Sunday, October 18, 2009

Day 42 - Writers & Writing

It seems that since the start of this 365 day adventure, I've been voraciously reading fly fishing literature. Of course there are the classics (like Walton , Maclean & Holden) but also there are some new ones (Prosek, Black, & Gierach). And during this time, I've wondered what does it take to be an angler and a writer?

Most of the writers that I have been reading have been involved with fly fishing from their very youth. They grew up with a love of angling in their veins and have sought out quiet streams, legendary streams, and even unknown streams. When I measure myself up with these names, I fail to even to be a contender. I didn't learn to fly fish until I was in my mid-twenties. I've only fished a few well known streams (like Bois Brule in Wisconsin, the South Platte in Colorado, and recently the Davidson in North Carolina). Most of the streams I've fished are unknown by the general masses and are only known to the locals.
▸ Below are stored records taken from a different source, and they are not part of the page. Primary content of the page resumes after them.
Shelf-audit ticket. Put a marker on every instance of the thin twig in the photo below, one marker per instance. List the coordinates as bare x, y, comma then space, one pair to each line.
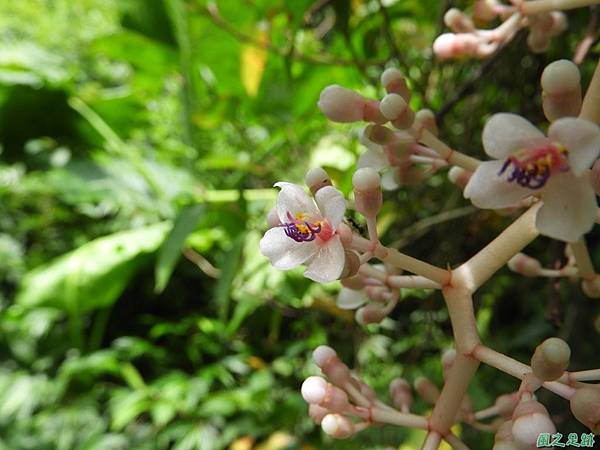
201, 262
591, 36
419, 228
469, 87
212, 13
387, 31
If that isn't enough when I read the works of Thomas McGuane, Ernest Hemingway, or even Thoreau, I wonder if I even speak the same language of these men. I just picked up the "The Longest Silence" by McGuane, and within the first few pages my eyes and mind are assaulted with words like: longueurs, arcana, Victorianism, and other tongue twisters. My mind starts to wonder how my education excluded words like these. I've graduated from graduate school, and so I think of myself as an educated man, but these words... they slip through my mental grasp and I'm left only shadows of their meaning thanks in part to the context of these words.
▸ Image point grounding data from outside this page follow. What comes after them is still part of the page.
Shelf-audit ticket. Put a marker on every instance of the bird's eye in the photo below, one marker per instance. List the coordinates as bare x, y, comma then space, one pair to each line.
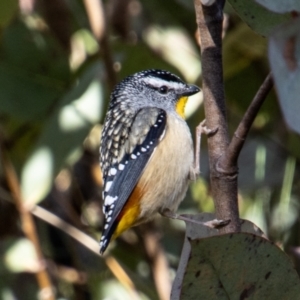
163, 89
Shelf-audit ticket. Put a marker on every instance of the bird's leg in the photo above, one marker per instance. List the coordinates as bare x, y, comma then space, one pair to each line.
212, 224
200, 129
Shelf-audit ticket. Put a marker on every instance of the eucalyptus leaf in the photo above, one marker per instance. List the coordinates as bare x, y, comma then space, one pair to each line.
239, 266
284, 56
280, 6
257, 17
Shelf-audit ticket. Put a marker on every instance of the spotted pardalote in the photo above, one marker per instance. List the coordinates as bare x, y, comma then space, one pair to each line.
146, 151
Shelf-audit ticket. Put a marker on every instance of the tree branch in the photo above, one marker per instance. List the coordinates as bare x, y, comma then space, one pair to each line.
223, 186
229, 161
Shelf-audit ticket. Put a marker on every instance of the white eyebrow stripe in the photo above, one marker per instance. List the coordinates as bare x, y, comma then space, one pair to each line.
157, 82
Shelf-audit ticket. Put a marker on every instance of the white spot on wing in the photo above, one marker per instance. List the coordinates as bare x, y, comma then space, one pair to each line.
112, 171
108, 185
109, 200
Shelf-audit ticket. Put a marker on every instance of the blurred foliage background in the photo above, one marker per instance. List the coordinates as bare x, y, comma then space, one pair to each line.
59, 61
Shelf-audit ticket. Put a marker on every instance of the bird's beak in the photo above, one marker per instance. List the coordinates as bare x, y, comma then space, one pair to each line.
190, 90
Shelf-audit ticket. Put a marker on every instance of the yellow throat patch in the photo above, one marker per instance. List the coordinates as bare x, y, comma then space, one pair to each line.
180, 105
And so I ponder, what does it take to be a good writer? Do archaic words and run-on sentences make for good reading? What about vague references to historical writings? I wonder if these people actually talk the way that they write, and if so does anyone stop and go "huh?"
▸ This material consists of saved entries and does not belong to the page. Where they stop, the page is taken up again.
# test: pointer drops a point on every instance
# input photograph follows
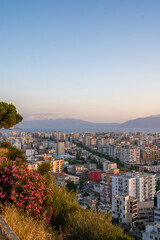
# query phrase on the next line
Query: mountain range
(75, 124)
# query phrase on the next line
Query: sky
(95, 60)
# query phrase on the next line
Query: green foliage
(78, 155)
(86, 224)
(158, 182)
(12, 152)
(8, 115)
(44, 168)
(71, 186)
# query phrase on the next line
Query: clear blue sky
(96, 60)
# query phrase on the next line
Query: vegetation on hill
(8, 115)
(26, 227)
(53, 204)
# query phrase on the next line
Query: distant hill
(146, 122)
(66, 123)
(76, 124)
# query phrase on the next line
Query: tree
(8, 115)
(78, 155)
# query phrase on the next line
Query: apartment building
(157, 207)
(124, 208)
(57, 165)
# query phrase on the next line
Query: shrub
(26, 189)
(25, 227)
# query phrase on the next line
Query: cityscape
(80, 120)
(114, 172)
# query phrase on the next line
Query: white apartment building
(107, 165)
(157, 207)
(152, 232)
(57, 165)
(139, 185)
(60, 148)
(123, 184)
(124, 208)
(130, 155)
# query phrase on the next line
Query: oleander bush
(26, 189)
(26, 227)
(47, 202)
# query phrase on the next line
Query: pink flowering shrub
(26, 189)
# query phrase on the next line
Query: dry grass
(25, 227)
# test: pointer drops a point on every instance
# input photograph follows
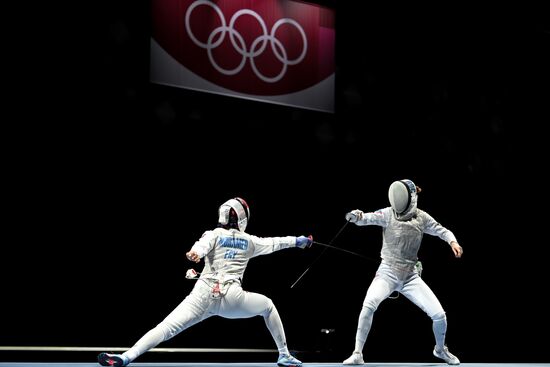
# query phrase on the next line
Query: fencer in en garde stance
(403, 227)
(226, 251)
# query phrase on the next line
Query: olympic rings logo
(257, 47)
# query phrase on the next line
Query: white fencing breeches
(200, 305)
(386, 281)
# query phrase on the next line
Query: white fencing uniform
(402, 237)
(218, 290)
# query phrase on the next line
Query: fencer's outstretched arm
(457, 249)
(193, 256)
(360, 218)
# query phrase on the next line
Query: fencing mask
(402, 195)
(234, 213)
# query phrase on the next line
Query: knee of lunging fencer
(440, 316)
(168, 330)
(269, 307)
(369, 306)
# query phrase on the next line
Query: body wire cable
(321, 254)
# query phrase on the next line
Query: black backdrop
(109, 180)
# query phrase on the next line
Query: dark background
(109, 180)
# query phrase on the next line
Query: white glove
(354, 215)
(191, 273)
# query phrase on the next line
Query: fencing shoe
(286, 360)
(446, 356)
(356, 358)
(112, 360)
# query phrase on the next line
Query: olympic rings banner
(276, 51)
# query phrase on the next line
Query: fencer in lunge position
(403, 227)
(226, 251)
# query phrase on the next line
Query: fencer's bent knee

I'm given hope though, as I continue to read authors such as Gierach or mark Kingwell. Their works seem to be more honest writing. Now I know that wording might get me into trouble, but let's be honest these men write like they think or talk. Does McGuane really use these obviously arcane words in everyday use? Does he really think "longueurs" or does he think "gosh this passage is really long and boring?" He might...? But the rest of us who live in the real world wouldn't even consider such a phrase.

This brings about another question, does an expertly worded text (such as McGuane's book) constitute good reading if it confuses the reader? I'm not an English major, or for that matter an English minor, but I have to question the utility of such a book. (Yes I use words such as "utility" in my everyday language, you can thank my graduate work in business.) Maybe, I'm just more of a direct approach person. If so, does that make me a horrible writer?

Please don't get me wrong, when I can get past the confusing words and structure of McGuane's book, I really enjoy the stories. I just wonder why he chose some of the words that he chose, that's all. Maybe it gives that sense of poetry that we all aspire to have as anglers (which I feel leaks out into our cast, fly tying, and quiet times on the stream). If its poetry, then I need to work harder to broaden my vocabulary, as I to would like to express the poetry of this sport.